The Commercial Appeal

College of Art to vacate S. Main; back to Midtown

- By Wayne Risher

901-529-2874

ACaliforni­a developer is planning to convert the Memphis College of Art on South Main into a boutique hotel.

A Downtown board on Wednesday waived a clawback requiremen­t of a $200,000 grant for Memphis College of Art’s graduate school at 477 S. Main when it’s converted to a 66-room boutique hotel.

The Center City Developmen­t Corp. action cleared the way for the property’s sale to the developer, whose name wasn’t disclosed.

The college won the grant in 2010 as part of an incentive package to bring its graduate programs to South Main. The grant helped to fix up the building’s exterior.

The college is returning graduate programs to Midtown next year.

The grant agreement said it had to be paid back if the college left before 15 years passed. College attorney Henry Doggrell said the provision was designed to keep the building from being left vacant.

Downtown Memphis Commission president Terence Patterson said the waiver was in the best interest of the neighborho­od.

Gray Fiser, attorney for the developer, said work should begin on the hotel after the current tenants leave early next year. It will include a ground-floor restaurant, he said.

Doggrell said the art college graduate program will open next year in converted residences on Tucker near the school’s main campus in Overton Park.
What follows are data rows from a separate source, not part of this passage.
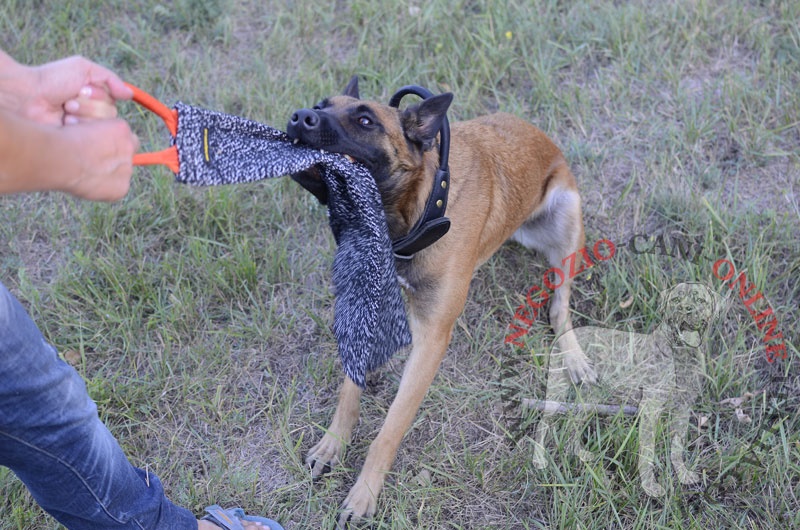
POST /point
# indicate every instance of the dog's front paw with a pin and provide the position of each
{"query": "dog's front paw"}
(360, 504)
(687, 477)
(651, 487)
(539, 459)
(580, 369)
(325, 455)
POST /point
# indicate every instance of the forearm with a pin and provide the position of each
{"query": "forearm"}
(32, 156)
(14, 81)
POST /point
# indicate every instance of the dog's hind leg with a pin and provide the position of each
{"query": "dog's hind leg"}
(556, 230)
(680, 428)
(556, 392)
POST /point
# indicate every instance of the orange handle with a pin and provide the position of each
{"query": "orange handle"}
(168, 157)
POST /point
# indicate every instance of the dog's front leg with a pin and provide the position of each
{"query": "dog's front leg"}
(649, 411)
(430, 340)
(330, 449)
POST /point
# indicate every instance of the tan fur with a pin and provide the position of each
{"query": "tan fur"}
(508, 181)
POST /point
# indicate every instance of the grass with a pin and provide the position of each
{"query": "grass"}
(200, 318)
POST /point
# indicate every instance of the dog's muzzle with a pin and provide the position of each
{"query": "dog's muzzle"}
(309, 127)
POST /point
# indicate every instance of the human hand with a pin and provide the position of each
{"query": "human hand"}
(92, 103)
(41, 93)
(99, 161)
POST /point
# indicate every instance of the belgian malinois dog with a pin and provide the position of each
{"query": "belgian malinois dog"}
(508, 181)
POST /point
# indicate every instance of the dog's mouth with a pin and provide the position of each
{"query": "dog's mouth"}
(349, 158)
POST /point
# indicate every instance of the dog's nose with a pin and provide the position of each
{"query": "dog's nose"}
(304, 118)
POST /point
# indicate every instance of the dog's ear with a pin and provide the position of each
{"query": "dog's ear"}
(421, 122)
(352, 88)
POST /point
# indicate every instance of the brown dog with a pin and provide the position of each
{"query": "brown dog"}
(508, 181)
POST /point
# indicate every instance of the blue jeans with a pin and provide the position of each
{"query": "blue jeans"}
(53, 440)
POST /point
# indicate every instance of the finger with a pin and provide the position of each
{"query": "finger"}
(99, 75)
(92, 103)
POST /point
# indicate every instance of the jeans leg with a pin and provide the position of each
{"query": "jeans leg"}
(52, 438)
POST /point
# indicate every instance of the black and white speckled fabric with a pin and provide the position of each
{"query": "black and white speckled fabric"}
(369, 321)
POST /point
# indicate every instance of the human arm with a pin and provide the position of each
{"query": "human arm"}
(46, 93)
(90, 157)
(91, 160)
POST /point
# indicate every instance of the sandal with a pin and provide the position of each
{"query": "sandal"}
(229, 519)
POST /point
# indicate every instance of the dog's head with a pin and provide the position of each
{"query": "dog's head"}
(688, 310)
(385, 139)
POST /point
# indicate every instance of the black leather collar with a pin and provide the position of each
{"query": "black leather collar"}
(433, 224)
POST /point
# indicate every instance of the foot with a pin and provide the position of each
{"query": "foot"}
(325, 455)
(208, 525)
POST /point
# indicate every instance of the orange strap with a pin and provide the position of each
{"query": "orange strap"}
(168, 157)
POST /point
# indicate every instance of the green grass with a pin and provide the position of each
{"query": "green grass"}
(200, 318)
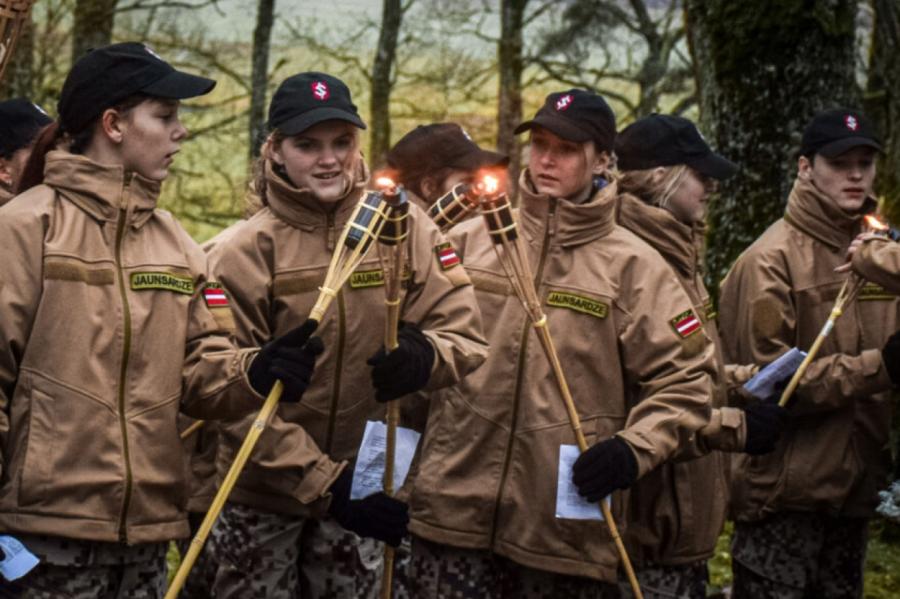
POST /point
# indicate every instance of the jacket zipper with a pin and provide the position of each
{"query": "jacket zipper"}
(520, 367)
(339, 360)
(121, 225)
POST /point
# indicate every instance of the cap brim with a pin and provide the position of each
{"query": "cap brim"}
(557, 126)
(302, 122)
(715, 166)
(836, 148)
(179, 86)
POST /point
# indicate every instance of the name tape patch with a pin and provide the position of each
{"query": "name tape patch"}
(578, 303)
(141, 281)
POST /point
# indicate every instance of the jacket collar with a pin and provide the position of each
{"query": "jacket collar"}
(818, 216)
(300, 208)
(676, 241)
(101, 190)
(573, 224)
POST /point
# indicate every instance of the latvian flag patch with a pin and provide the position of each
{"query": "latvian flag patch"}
(215, 296)
(447, 256)
(686, 324)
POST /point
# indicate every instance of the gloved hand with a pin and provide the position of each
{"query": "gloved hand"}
(765, 423)
(605, 467)
(404, 370)
(290, 358)
(377, 516)
(890, 354)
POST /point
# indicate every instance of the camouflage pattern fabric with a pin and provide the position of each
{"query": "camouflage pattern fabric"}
(268, 555)
(799, 555)
(444, 572)
(669, 582)
(72, 569)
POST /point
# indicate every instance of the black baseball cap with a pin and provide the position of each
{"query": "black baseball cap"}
(307, 99)
(20, 122)
(576, 115)
(665, 140)
(833, 132)
(105, 76)
(428, 148)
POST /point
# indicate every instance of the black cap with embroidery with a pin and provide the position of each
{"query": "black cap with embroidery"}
(665, 140)
(576, 115)
(20, 122)
(106, 76)
(428, 148)
(833, 132)
(307, 99)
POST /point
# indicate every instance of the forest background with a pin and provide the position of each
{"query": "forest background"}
(751, 73)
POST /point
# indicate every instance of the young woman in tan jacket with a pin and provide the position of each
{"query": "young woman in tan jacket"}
(291, 528)
(111, 326)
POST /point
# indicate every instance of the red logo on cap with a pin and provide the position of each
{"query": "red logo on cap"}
(320, 90)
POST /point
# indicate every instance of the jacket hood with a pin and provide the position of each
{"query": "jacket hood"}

Fiser said Achievemen­t School District offices on the upper two floors of 477 S. Main will be vacated by March.

The property would be one of 31 hotels planned or under constructi­on in Memphis, including several in Downtown. Most of the projects are small, limited-service properties, which officials say don’t have the capacity to draw big events to the city.

Sixteen hotel projects are already in the pipeline for Downtown, although hotel consultant Chuck Pinkowski said recently that history shows it is unlikely all those projects will come to fruition.

“Of the 16 properties that represent about 2,500 to 3,000 rooms, less than half will happen,” Pinkowski said.

Fiser said the developer, which expects to close on the purchase “in a matter of days,” recently bought another building nearby.

The developer has done more than 50 projects and invested $400 million in equity, concentrat­ing on the Coachella Valley of California, Fiser said.